En el fútbol a diferencia de la política, la historia se estudia para poder repetirla. Esto trató de inculcarle “el hincha” Holan a sus dirigidos con gestos simbólicos como invitar a las jóvenes estrellas de ayer como Ricardo Bochini, Daniel Bertoni, Miguel Santoro y el Chivo Ricardo Pavoni a ser parte de la construcción de la identidad de este equipo.  El saludo hacia todas las tribunas con las manos en alto, cual Haka de Avellaneda, buscaba congeniarse con el público que supo crecer y añorar los éxitos de los años ’70 y ’80. Empezó como un homenaje tras la muerte de Pipo Ferreiro y a partir de allí se adoptó nuevamente como emblema.

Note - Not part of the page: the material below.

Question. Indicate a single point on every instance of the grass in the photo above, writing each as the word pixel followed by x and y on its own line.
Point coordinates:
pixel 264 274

Pero Independiente también formó una identidad propia acorde al fútbol actual. “El entrenador” Holan supo plasmar sus ideas futbolísticas y sus experiencias previas desde su paso por el hockey o como consiglieri de diversos DT’s. Siempre hizo de la presión ofensiva y el ataque constante su principal virtud, no siempre acompañada con la efectividad es cierto. Tampoco le hizo asco cuando debió retroceder para sostener una ventaja en el MARCADOR. Mantuvo un invicto de 14 partidos desde su debut hasta la primera caída, con la  goleada sufrida en la Bombonera ante Boca. Holan armó una columna vertebral apoyada en las manos de Martín Campaña, una dupla central confiable como Alan Franco y Nicolás Tagliafico, la recuperación de Nicolás Domingo en el centro del campo, los desbordes de Maxi Meza, además de la velocidad y habilidad en Martín Benítez y Ezequiel Barco. La capacidad goleadora se repartió entre Leo Fernández, el regresado del fútbol chino Gigliotti y el santafesino Lucas Albertengo. Dos jugadores cuyos penales les hizo sufrir el ostracismo en el pasado como Juan Manuel Sánchez Miño y Emmanuel Gigliotti fueron recuperados por Ariel Holan y puestos al servicio del equipo. Además, el oriundo de Lomas de Zamora supo dar cabida a jugadores surgidos de las divisiones inferiores que siempre le respondieron la confianza depositada en ellos demostrando un gran nivel cada vez que ingresaron. Fuera de las canchas, Holan también tuvo que sortear la presión delicuente de la barra. El ser conocido como Bebote, parte del cáncer que consumió al Rojo en los últimos años, fue detenido por la apretada al entrenador.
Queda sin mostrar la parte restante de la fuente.